Kitty hesitated, watching the way the candlelight danced in the wine’s dark surface. “One glass,” she said softly.
“That is how it always starts,” Marina said with a wink, clinking her glass against Kitty’s before taking a bold sip. She looked over her shoulder and laughed. “Ah! There he is.”
Kitty turned—and there stood a tall man in a matching Harlequin mask, his arm casually slung around a bottle of wine and two more glasses—Giuseppe. His eyes crinkled warmly above his mask.
“Darling!” Marina called, holding out a hand. “Come. Kitty must see how deeply a man can love a difficult woman.”
Giuseppe chuckled as he approached, and when he leaned down, Marina caught his face in both her hands and kissed him squarely, shamelessly, on the mouth. The kiss went on just a moment too long for polite company. When they parted, Marina turned toward Kitty with a triumphant, theatrical sigh.
“Six years married,” she declared, waving her hand grandly. “And he still looks at me as though I hung the moon. I am the luckiest woman in Venice.”
Giuseppe lowered his head until his forehead rested gently against Marina’s, his hands warm on her waist. “You know I would follow you to the ends of the earth,” he murmured, his voice low but certain.
“Mask or no mask, I would know you anywhere. Even in a hundred costumes, in a thousand lifetimes.”
Marina smiled, eyes glossy with wine and affection. “Do not say such things. I will begin to believe you.”
“I want you to believe me,” he said simply, brushing his knuckles across her cheek. “I am entirely yours.”
She reached up, curled her fingers into the fabric of his shirt. “And I, yours. Entirely.”
Then she kissed him again, fierce and full of feeling.
Kitty let out a breath she hadn’t realized she was holding.
There was no indecency in it—none of the fevered touches she’d seen in shadows at other masquerades.
No brazen groping, no hunger disguised as affection.
This was something else entirely. Public, yes.
Bold, even. But not sordid. Just… honest.
Giuseppe settled beside her, their hands tangling naturally, fingers laced. She rested her head against his shoulder, smiling as she sipped.
“You see?” Marina said dreamily. “It is possible to be in love and not bored. To marry and still be delighted. Every day, I wake up grateful I did not settle. I married for passion, and I have never once regretted it.”
Kitty looked down at her wine. The sweetness of it seemed suddenly too much.
Her chest ached in a way that had nothing to do with drink.
That kind of love—carefree, affectionate, timeless—it wasn’t something she had believed existed.
Not really. Certainly not in her world of restrained glances and carefully constructed reputations.
And yet here it was, right in front of her. Not a fantasy, not a dream. Real.
She could imagine Jane scoffing at the scene. “A woman clinging to her husband in public—how unrefined.” But Kitty didn’t care. She was tired of refinement. Tired of pretending her heart didn’t want more than polite conversation and gloved hands at a waltz.

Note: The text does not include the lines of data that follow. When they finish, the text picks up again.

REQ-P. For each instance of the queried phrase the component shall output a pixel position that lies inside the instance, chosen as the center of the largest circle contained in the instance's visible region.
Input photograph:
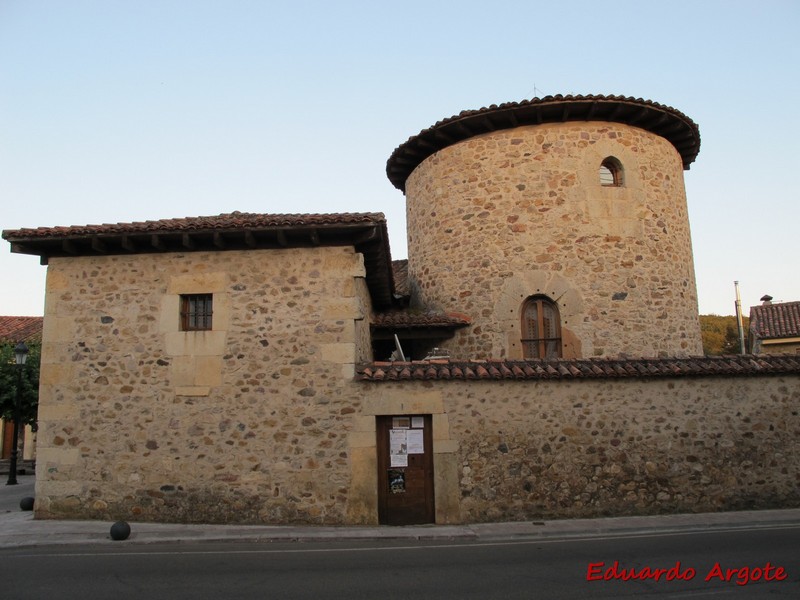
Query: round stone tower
(558, 225)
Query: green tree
(9, 379)
(721, 334)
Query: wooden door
(405, 470)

Watching Marina lean into her husband’s embrace, laughing at something only he could hear, Kitty felt something shift inside her.
Not jealousy—no, it was something deeper than that. A hollow kind of longing. A homesickness for a place she’d never been. A life she’d never lived.

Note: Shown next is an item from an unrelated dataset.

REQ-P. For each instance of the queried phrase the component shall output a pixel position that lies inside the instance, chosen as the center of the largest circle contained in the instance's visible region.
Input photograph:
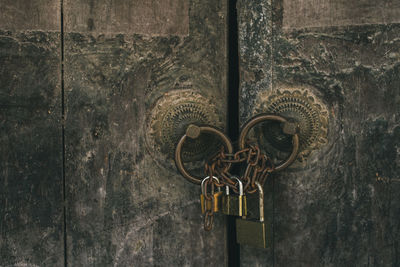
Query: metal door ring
(193, 132)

She had not allowed herself to indulge in such fantasies for years. But memories of home pressed in upon her—London’s fresh air, the warmth of her mother’s sitting room, the rustle of silk dresses at a proper English ball. She had once dreamed of all those things.
And, all at once, she knew.
She had to go back to London.
Not because Jane was right. Not because of duty or pressure or some half-hearted idea of propriety. But because she had to find what Marina had. She had to at least try.

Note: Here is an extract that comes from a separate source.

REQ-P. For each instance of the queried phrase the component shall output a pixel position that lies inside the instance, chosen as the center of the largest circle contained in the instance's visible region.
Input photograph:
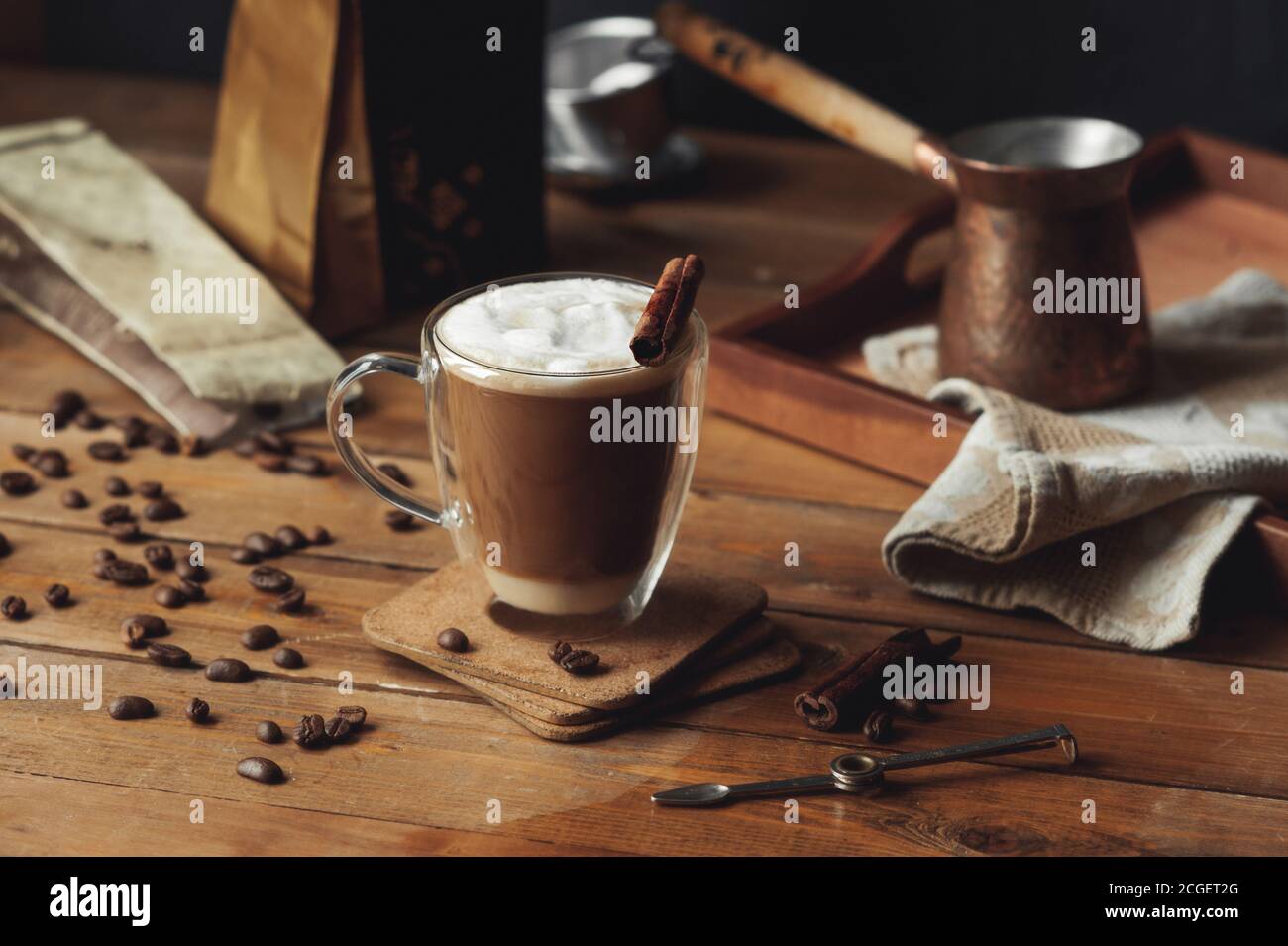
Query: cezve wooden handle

Somewhere out there, perhaps in a crowded ballroom or a sun-drenched garden or a dusty bookshop, was a man who would love her so fiercely he wouldn’t care what society thought of her.
Kitty raised her glass and drained it in one swallow.
“To love,” she murmured.
Marina blinked at her. “Did you say something?”
Kitty smiled faintly. “Yes. I think... I think it’s time I went home.”